Contents

[Cluster] - 3. MySQL Cluster

Overview

  • MySQL is the most widely used relational database in the world.
  • As business grows, a single MySQL instance becomes the bottleneck — both in capacity and reliability.
  • This blog traces the evolution of MySQL high availability: from simple replication to consensus-based clustering.

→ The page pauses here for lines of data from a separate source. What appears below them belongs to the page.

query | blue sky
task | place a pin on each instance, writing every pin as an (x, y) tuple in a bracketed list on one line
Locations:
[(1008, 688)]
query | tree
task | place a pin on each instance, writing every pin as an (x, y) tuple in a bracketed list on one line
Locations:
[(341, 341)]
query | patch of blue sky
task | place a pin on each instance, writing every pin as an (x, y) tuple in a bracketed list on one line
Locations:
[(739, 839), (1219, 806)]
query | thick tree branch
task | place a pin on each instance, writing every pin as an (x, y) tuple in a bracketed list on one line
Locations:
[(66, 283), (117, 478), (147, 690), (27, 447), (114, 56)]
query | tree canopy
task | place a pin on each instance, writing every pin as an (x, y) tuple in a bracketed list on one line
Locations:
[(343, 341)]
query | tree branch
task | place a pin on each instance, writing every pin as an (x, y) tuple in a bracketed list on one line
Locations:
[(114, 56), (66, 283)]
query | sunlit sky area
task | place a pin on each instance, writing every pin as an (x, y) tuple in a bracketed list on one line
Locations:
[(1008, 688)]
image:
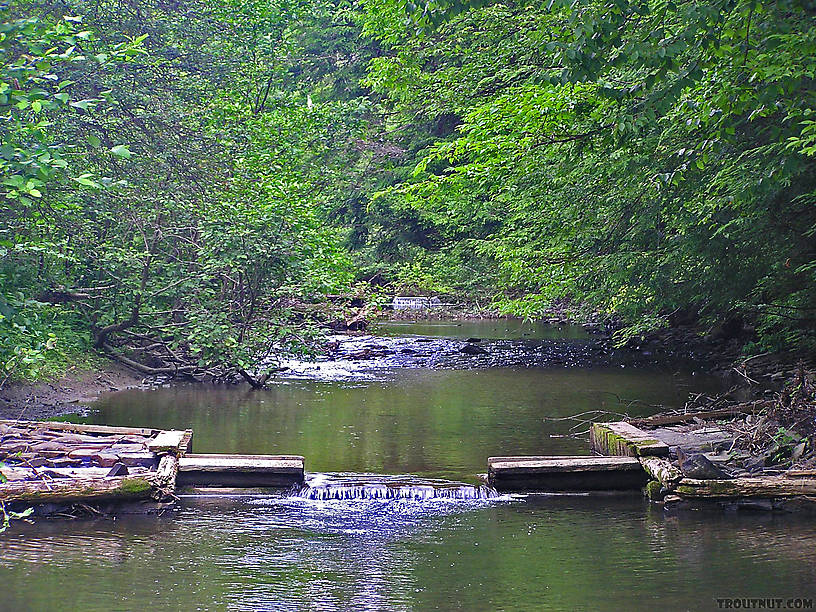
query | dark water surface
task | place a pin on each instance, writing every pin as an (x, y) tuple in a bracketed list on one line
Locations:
[(352, 415)]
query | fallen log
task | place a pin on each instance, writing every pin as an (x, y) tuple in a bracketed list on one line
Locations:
[(768, 486), (704, 415), (621, 438), (556, 473), (662, 471), (76, 490)]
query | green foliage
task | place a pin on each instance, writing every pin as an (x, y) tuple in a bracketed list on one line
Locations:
[(640, 158), (8, 515), (172, 186)]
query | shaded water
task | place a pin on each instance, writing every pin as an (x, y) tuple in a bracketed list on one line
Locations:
[(393, 516)]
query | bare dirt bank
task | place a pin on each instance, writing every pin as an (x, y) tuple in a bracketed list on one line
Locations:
[(47, 399)]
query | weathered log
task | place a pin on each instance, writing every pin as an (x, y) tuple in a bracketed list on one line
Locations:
[(768, 486), (241, 470), (621, 438), (79, 428), (76, 489), (705, 415), (169, 441), (662, 471), (579, 473)]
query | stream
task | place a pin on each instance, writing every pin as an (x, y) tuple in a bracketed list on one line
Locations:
[(395, 427)]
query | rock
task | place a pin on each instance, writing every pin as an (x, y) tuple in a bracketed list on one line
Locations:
[(472, 349), (798, 451), (119, 469), (43, 446), (125, 448), (83, 453), (139, 459), (64, 462), (105, 459), (697, 466)]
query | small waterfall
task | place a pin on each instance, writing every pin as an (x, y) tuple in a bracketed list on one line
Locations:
[(326, 487)]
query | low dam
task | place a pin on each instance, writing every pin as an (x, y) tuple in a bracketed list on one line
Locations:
[(395, 512)]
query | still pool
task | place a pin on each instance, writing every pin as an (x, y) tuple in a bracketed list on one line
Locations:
[(279, 552)]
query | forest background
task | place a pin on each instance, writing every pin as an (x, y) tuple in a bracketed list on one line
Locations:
[(179, 178)]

Evolution History: The Long Road to High Availability

Single Node Era

/images/Cluster%20-%203%20-%20MySQL%20Cluster/01-single-node.svg

The starting point. One MySQL instance handles everything.

ProblemsSingle Node
Single point of failure (SPOF)T
Storage limited to single diskT
Write throughput bottleneckT
No automatic failover\
Replication lag\
Data consistency risk\

Master-Slave Replication: The First Step

The obvious solution: add replicas.

/images/Cluster%20-%203%20-%20MySQL%20Cluster/02-master-slave.svg

How It Works:

  1. Master writes to Binlog (binary log)
  2. Slave’s IO Thread pulls Binlog from Master
  3. Slave writes to local Relay Log
  4. Slave’s SQL Thread replays Relay Log
ProblemsSingle NodeMaster-Slave
Single point of failure (SPOF)TPartial
Storage limited to single diskTSolved
Write throughput bottleneckTT
No automatic failover\T
Replication lag\T
Data consistency risk\T

Why “Partial” for SPOF?

  • Data is now on multiple machines
  • But if Master dies, someone must manually promote a Slave
  • During this window, writes are blocked

The Lag Problem:

  • Replication is asynchronous by default
  • User writes data, then immediately reads
  • Read goes to a Slave that hasn’t caught up yet
  • User sees stale data

Semi-Synchronous Replication: The Compromise

/images/Cluster%20-%203%20-%20MySQL%20Cluster/03-semi-sync.svg

MySQL 5.5 introduced semi-synchronous replication:

  1. Master writes to Binlog
  2. Master waits for at least one Slave to acknowledge receipt
  3. Only then does Master return success to client
ProblemsSingle NodeMaster-SlaveSemi-Sync
Single point of failure (SPOF)TPartialPartial
Storage limited to single diskTSolvedSolved
Write throughput bottleneckTTT
No automatic failover\TT
Replication lag\TReduced
Data consistency risk\TBetter

Replication Mode Comparison:

ModeData SafetyPerformance
AsyncRisk of data lossFast
Semi-syncAt least one copy guaranteedSlower (1 RTT)
Full SyncMajority consensusSlowest

The Critical Question: What Happens During the Wait?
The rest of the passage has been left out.